Montecfo
Give me a museum and I'll fill it. (Picasso) Give me a forum ...
Well pb4uski it seems we agree on most things. And maybe where we differ is on framework.If one wants to close a crazy loophole are they a tax collector or just trying to correct a crazy loophole? The federal government should not be making and retaining loopholes that benefit the wealthy just because it can.
I understand that the historical reason for stepped up basis was that it was the quid quo pro for the estate tax (not really the inheritance tax as you stated). I would concede that it made sense back when the estate tax exemption was lower. As early as 2000 the exemption was only $675,000 and if it wasn't currently almost $14 million (almost $28 million for a couple) then I probably wouldn't feel so strongly about it.
I generally agree that the family farm or business shouldn't have to be sold just to pay the estate tax, but there are ways to deal with that through permanent life insurance on the principal owners that provide the funds to pay the estate tax and that was done for years when the estate tax exemption was lower/more reasonable. Also, you may have missed in the post that you responded to that I suggested that the tax on the unrealized gains could be made payable over 5 or 10 years. That was suggested specifically so the family farm or business would not need to be sold to pay the estate taxes.
However it make no sense to me that if someone inherits a $2 million traditional IRA that they need to drain it over 10 years and pay the tax on the withdrawals but OTOH if someone inherits a family farm or business with a $2 million unrealized gain that not only does the estate generally not pay estate tax but also they never have to pay tax on that unrealized gain at all.

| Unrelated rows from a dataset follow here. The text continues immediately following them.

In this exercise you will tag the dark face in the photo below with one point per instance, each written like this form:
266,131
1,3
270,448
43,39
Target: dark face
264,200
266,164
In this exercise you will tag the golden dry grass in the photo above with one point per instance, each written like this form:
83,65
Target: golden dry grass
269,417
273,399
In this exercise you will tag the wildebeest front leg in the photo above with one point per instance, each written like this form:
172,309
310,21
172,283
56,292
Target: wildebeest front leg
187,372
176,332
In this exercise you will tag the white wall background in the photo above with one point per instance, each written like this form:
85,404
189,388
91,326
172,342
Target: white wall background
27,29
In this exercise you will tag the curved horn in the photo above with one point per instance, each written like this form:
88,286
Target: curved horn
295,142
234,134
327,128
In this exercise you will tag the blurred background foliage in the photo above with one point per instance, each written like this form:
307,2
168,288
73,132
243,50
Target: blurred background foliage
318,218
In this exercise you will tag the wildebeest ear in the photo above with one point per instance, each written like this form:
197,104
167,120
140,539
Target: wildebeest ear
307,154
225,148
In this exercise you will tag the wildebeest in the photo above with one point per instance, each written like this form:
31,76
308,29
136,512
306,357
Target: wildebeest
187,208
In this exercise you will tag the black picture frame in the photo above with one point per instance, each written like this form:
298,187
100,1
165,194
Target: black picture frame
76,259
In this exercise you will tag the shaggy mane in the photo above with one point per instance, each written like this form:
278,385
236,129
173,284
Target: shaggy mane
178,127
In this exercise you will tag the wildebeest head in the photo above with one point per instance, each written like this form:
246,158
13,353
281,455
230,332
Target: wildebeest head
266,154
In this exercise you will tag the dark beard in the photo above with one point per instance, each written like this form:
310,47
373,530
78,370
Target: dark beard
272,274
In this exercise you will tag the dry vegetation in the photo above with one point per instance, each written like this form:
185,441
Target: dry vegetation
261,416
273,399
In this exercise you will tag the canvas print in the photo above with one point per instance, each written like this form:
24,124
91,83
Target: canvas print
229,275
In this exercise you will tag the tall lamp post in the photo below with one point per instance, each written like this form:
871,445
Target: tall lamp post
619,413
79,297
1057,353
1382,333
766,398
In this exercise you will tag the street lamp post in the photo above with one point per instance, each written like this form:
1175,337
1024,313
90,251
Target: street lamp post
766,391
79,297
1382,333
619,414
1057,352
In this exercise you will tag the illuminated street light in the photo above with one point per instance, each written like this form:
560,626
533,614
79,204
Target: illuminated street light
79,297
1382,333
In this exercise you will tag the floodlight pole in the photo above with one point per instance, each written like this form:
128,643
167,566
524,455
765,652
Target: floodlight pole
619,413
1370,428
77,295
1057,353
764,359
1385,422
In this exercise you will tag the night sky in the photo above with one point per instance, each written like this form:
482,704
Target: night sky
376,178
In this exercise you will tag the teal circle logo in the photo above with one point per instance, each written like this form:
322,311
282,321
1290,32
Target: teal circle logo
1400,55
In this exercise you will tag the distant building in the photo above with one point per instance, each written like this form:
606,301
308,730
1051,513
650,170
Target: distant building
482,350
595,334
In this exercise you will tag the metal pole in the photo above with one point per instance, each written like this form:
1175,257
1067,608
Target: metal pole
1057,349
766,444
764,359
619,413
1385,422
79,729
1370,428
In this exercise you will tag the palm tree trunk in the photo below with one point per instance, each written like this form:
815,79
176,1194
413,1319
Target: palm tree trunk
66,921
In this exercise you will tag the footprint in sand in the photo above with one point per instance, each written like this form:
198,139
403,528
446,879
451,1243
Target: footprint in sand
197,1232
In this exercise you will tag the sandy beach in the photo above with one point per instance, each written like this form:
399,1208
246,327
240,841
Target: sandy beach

IMO, it is an obscene inequity in the tax law that does nothing but to benefit the wealthy and should be closed. There will need to be an independent appraisal to set the stepped up basis of the family farm or business under current law and that same independent appraisal can be used to set the value of thec family farm or business. The basis will be known from the business' capital asset and depreciation records.
The wealth in America is owned by its people. It is not owned by the government which allows people to retain some simply due to largesse.
I don't see the estate tax exemption or stepped up basis as a "loophole". In fact both are fully intended features of the tax law which have been in place for generations.
And it is a bit of a trap to demonize the "wealthy" since we have designed a system where the wealthy tax virtually all of the federal income tax in the US. So all tax cuts "benefit the wealthy" in dollars but have also reduced many folks' federal income tax burden by 100%. Almost 50% pay no income tax (in fact for many their tax rate is negative due to refundable credits). The top 1% of earners pay 40% of the federal income tax. The top 5% which includes many of us here pay 66% (source USAFacts).
Wealth is accumulated in America by risk taking and grit. People work their entire careers to build as much wealth as they can for their family, accepting the burden of paying the nation's federal state and local income taxes along the way. The estate tax should not be taking away that wealth in my view. A reasonable exemption I think is appropriate (currently $14m per person) especially when estate tax rates are so high, escalating quickly to 40% and including previously taxed assets.
And of course anyone who feels they are not paying enough can send a check directly to the US treasury in whatever amount they wish.
The thread drift can sometimes be the most compelling part of a thread but while we have moved far afield from SS but we certainly have not deviated from the world of taxes, a very interesting topic always.